KI-Agenten treiben den Wandel
Wie Inc.com auf Basis neuer Cloudflare-Daten berichtet, stammen rund 57 Prozent des weltweiten Web-Traffics aktuell von Bots. Ein Großteil davon entfällt auf KI-basierte Agenten, die Websites nicht nur durchsuchen, sondern aktiv nutzen – etwa zum Recherchieren, Einkaufen oder Zusammenfassen von Inhalten.
Damit verändert sich die Funktion des Internets grundlegend: Es wird zunehmend von einer menschzentrierten Oberfläche zu einer Infrastruktur, die von Maschinen genutzt wird.
Gewinnen in der Plattform-Ökonomie
Neue Anforderungen an digitale Strategien
Für Unternehmen bedeutet diese Entwicklung einen Paradigmenwechsel. Websites müssen künftig nicht nur für menschliche Nutzer optimiert sein, sondern auch für Maschinen lesbar und nutzbar werden.
Im Fokus stehen strukturierte Daten, automatisierte Schnittstellen und technische Zugänglichkeit für KI-Systeme.

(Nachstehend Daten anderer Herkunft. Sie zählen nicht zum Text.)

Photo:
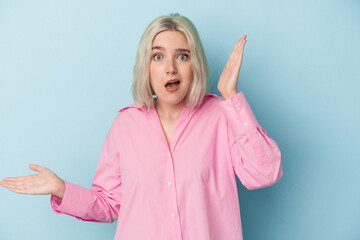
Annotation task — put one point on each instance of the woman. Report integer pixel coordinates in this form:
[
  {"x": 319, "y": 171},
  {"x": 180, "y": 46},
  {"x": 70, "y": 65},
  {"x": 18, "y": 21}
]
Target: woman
[{"x": 167, "y": 166}]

Wer von digitalen Assistenten nicht erfasst wird, verliert an Sichtbarkeit im Wettbewerb.
Herausforderung: Gute und schlechte Bots unterscheiden
Nicht jeder Bot verfolgt legitime Ziele. Neben nützlichen KI-Agenten existieren weiterhin schadhafte Programme, die Daten abgreifen oder Systeme angreifen.
Unternehmen stehen vor der Herausforderung, vertrauenswürdige von schädlichen Aktivitäten zu unterscheiden. Klare Standards oder verlässliche Identifikationsmechanismen fehlen bislang weitgehend.
Kosten und Geschäftsmodelle unter Druck
Der steigende Bot-Traffic bringt auch wirtschaftliche Herausforderungen mit sich. Automatisierte Zugriffe verursachen Infrastrukturkosten, ohne direkt Umsätze zu generieren.
Gleichzeitig erschwert der hohe Anteil an nicht-menschlichem Traffic die Analyse von Kundenverhalten und Nachfrage. Klassische Kennzahlen verlieren an Aussagekraft.
Langfristig deutet sich ein grundlegender Wandel an: Statt primär visuell ansprechender Websites rücken technische Schnittstellen und Datenstrukturen in den Mittelpunkt. Unternehmen, die ihre Infrastruktur frühzeitig anpassen, können sich Wettbewerbsvorteile sichern – während andere Gefahr laufen, im digitalen Ökosystem an Relevanz zu verlieren.